Zhao Zi-Ming, Campbell Michael C, Li Ning, Lee Daniel S W, Zhang Zhang, Townsend Jeffrey P
Department of Biostatistics, Yale University, New Haven, CT.
Department of Biology, Howard University, Washington, DC.
Mol Biol Evol. 2017 Nov 1;34(11):3006-3022. doi: 10.1093/molbev/msx213.
Numerous approaches have been developed to infer natural selection based on the comparison of polymorphism within species and divergence between species. These methods are especially powerful for the detection of uniform selection operating across a gene. However, empirical analyses have demonstrated that regions of protein-coding genes exhibiting clusters of amino acid substitutions are subject to different levels of selection relative to other regions of the same gene. To quantify this heterogeneity of selection within coding sequences, we developed Model Averaged Site Selection via Poisson Random Field (MASS-PRF). MASS-PRF identifies an ensemble of intragenic clustering models for polymorphic and divergent sites. This ensemble of models is used within the Poisson Random Field framework to estimate selection intensity on a site-by-site basis. Using simulations, we demonstrate that MASS-PRF has high power to detect clusters of amino acid variants in small genic regions, can reliably estimate the probability of a variant occurring at each nucleotide site in sequence data and is robust to historical demographic trends and recombination. We applied MASS-PRF to human gene polymorphism derived from the 1,000 Genomes Project and divergence data from the common chimpanzee. On the basis of this analysis, we discovered striking regional variation in selection intensity, indicative of positive or negative selection, in well-defined domains of genes that have previously been associated with neurological processing, immunity, and reproduction. We suggest that amino acid-altering substitutions within these regions likely are or have been selectively advantageous in the human lineage, playing important roles in protein function.

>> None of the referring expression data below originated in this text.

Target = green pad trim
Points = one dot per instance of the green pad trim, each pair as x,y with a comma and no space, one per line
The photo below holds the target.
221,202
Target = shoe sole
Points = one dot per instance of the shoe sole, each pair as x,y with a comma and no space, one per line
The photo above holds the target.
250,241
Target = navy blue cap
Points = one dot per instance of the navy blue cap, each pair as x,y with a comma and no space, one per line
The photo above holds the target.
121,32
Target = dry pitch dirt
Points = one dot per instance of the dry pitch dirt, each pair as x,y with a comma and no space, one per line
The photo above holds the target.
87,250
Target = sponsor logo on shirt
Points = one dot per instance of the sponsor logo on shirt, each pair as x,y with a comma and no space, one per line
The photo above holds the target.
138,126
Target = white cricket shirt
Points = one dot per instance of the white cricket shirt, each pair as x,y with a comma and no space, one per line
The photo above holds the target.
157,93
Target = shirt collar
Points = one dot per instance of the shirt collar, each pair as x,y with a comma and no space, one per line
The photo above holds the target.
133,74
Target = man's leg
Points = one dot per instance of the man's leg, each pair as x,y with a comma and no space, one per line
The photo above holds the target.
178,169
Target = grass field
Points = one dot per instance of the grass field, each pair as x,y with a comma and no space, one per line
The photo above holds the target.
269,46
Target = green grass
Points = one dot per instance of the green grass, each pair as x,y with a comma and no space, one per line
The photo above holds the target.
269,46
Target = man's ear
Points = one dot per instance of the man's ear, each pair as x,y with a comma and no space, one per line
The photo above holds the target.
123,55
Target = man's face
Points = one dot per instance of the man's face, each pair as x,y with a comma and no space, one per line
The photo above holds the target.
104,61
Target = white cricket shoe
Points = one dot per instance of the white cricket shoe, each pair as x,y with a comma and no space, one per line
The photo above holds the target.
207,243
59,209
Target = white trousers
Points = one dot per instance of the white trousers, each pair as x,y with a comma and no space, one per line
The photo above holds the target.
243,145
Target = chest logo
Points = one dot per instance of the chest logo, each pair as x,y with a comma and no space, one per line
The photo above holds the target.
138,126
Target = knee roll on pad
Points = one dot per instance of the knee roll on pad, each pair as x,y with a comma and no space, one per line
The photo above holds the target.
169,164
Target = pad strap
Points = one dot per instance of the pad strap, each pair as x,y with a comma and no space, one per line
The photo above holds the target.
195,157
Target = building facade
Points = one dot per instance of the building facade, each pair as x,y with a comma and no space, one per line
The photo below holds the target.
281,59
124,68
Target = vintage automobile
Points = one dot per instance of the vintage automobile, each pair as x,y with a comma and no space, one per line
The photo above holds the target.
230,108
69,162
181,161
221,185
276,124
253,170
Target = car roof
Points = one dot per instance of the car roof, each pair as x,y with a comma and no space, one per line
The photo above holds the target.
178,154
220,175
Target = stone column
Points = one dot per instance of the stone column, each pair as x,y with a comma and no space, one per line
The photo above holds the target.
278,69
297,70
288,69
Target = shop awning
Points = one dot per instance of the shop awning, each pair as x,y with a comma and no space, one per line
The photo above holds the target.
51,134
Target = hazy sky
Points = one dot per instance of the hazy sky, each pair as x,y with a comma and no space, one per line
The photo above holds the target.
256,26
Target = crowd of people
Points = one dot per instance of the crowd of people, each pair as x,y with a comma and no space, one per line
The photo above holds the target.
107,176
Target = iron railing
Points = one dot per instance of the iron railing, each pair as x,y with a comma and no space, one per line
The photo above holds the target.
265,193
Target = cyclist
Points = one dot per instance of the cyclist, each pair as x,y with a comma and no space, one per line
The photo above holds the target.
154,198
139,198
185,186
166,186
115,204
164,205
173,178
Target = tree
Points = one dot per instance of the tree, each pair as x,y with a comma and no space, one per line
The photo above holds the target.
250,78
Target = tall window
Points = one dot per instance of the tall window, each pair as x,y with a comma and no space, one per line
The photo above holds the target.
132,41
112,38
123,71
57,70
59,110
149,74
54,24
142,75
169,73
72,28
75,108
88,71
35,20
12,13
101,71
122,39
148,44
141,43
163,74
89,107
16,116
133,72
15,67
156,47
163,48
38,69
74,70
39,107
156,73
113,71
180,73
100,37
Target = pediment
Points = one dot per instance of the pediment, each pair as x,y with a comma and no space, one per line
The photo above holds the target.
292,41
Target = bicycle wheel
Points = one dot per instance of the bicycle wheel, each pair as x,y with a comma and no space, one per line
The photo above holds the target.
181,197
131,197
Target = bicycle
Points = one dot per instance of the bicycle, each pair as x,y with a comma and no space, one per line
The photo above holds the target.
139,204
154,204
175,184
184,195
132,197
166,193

基于物种内多态性与物种间分歧的比较,已经开发出了许多推断自然选择的方法。这些方法在检测跨基因的一致选择方面特别有效。然而,实证分析表明,与同一基因的其他区域相比,表现出氨基酸替换簇的蛋白质编码基因区域受到不同程度的选择。为了量化编码序列中这种选择的异质性,我们开发了基于泊松随机场的模型平均位点选择方法(MASS-PRF)。MASS-PRF为多态性和分歧位点识别一组基因内聚类模型。在泊松随机场框架内使用这组模型,逐位点估计选择强度。通过模拟,我们证明MASS-PRF具有很高的能力来检测小基因区域中的氨基酸变异簇,能够可靠地估计序列数据中每个核苷酸位点出现变异的概率,并且对历史人口趋势和重组具有稳健性。我们将MASS-PRF应用于来自千人基因组计划的人类基因多态性以及普通黑猩猩的分歧数据。基于这项分析,我们在先前与神经处理、免疫和生殖相关的基因的明确结构域中发现了选择强度的显著区域差异,表明存在正选择或负选择。我们认为这些区域内的氨基酸替换可能在人类谱系中是或曾经是选择性有利的,在蛋白质功能中发挥重要作用。